Esa sangre no logró gotear al suelo junto a él.
Con su rostro contorsionado por el dolor, Kieran deseaba que el Tajo de Sangre Tensil se apretara hasta que su brazo perdiera su flexibilidad.
Todo en preparación para lo peor.
Si Adeia aún no había comenzado a esforzarse, era evidente que tenía una reserva bien guardada de poder desbordante.
—Realmente un poder torturador y casi cruel el que manejas.
Es como si la Fantasmagoría de Guerra residiera en tu corazón…
en tu ser —comentó Adeia.
Su tono era una mezcla de elogio y asombro.
Podía decir por la expresión de Kieran que la cantidad de dolor que sentía era suficiente para romper la cordura de una persona.
Conmovida por las acciones de Kieran, Adeia no pudo encontrarlo en sí misma para menospreciar, burlarse o profanar el poder de Kieran.
—Prematuro pero digno.
Con el temperamento de un general de guerra experimentado, Adeia cortó con su odachi, la manifestación imitando sus acciones.

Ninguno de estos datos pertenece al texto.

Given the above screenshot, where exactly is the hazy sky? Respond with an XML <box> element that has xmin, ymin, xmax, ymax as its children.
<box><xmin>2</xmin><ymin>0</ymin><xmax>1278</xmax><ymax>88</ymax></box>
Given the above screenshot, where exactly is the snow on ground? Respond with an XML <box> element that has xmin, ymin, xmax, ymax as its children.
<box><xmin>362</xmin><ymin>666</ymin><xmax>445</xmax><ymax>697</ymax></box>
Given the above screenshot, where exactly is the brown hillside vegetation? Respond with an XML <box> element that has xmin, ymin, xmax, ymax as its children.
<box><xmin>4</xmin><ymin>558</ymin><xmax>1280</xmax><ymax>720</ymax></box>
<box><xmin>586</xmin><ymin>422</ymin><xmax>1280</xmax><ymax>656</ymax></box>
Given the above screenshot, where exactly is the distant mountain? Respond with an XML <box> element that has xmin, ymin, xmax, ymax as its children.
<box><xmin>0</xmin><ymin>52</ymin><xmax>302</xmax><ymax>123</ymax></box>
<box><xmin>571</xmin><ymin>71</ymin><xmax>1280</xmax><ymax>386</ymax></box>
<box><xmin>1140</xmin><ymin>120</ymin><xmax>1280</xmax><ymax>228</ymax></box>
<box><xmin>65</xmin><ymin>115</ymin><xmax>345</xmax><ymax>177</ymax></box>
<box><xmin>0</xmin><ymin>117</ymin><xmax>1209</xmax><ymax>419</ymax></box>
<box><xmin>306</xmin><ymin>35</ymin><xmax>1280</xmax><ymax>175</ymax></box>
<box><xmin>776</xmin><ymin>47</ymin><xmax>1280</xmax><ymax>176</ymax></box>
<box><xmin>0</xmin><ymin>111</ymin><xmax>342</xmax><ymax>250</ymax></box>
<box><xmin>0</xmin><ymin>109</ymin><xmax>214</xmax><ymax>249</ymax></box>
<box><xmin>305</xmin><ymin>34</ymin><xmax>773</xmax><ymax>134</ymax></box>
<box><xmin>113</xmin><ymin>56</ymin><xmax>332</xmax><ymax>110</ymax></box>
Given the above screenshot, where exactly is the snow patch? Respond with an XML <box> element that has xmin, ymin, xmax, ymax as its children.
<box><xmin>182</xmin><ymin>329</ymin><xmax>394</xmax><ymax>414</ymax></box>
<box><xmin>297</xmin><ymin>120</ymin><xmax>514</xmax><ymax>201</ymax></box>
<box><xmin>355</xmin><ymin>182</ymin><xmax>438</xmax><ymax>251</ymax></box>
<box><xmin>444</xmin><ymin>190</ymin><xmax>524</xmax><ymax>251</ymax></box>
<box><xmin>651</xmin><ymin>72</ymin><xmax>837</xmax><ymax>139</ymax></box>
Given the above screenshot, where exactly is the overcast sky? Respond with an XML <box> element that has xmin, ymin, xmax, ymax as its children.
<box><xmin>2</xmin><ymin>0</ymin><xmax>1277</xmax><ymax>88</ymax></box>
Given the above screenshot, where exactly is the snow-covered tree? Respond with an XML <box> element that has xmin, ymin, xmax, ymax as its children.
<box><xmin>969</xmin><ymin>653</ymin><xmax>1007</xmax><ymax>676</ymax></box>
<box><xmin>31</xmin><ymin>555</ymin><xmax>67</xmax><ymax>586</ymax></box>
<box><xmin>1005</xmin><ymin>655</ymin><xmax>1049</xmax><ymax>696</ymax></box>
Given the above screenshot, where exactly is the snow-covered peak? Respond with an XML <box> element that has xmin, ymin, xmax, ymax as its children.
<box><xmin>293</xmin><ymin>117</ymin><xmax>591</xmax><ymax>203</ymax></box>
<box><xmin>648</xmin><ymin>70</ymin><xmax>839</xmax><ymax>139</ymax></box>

Cuando Kieran encontró el golpe, fue enviado tambaleándose, cayendo hacia el lado incontrolablemente, casi perdiendo su apoyo.
De no ser por su acción de fortificar su brazo, estaba seguro de que los músculos se habrían roto y el hueso se habría astillado.
La fuerza que se desataba a lo largo de su cuerpo era espantosamente repugnante.
Cuando todo en su interior se desplazó, Kieran fue forzado a vomitar algo de sangre, su tez empalideciendo después.
Era como ella prometió, Adeia era un obstáculo puesto en su lugar para hacer su continuación lo más difícil posible.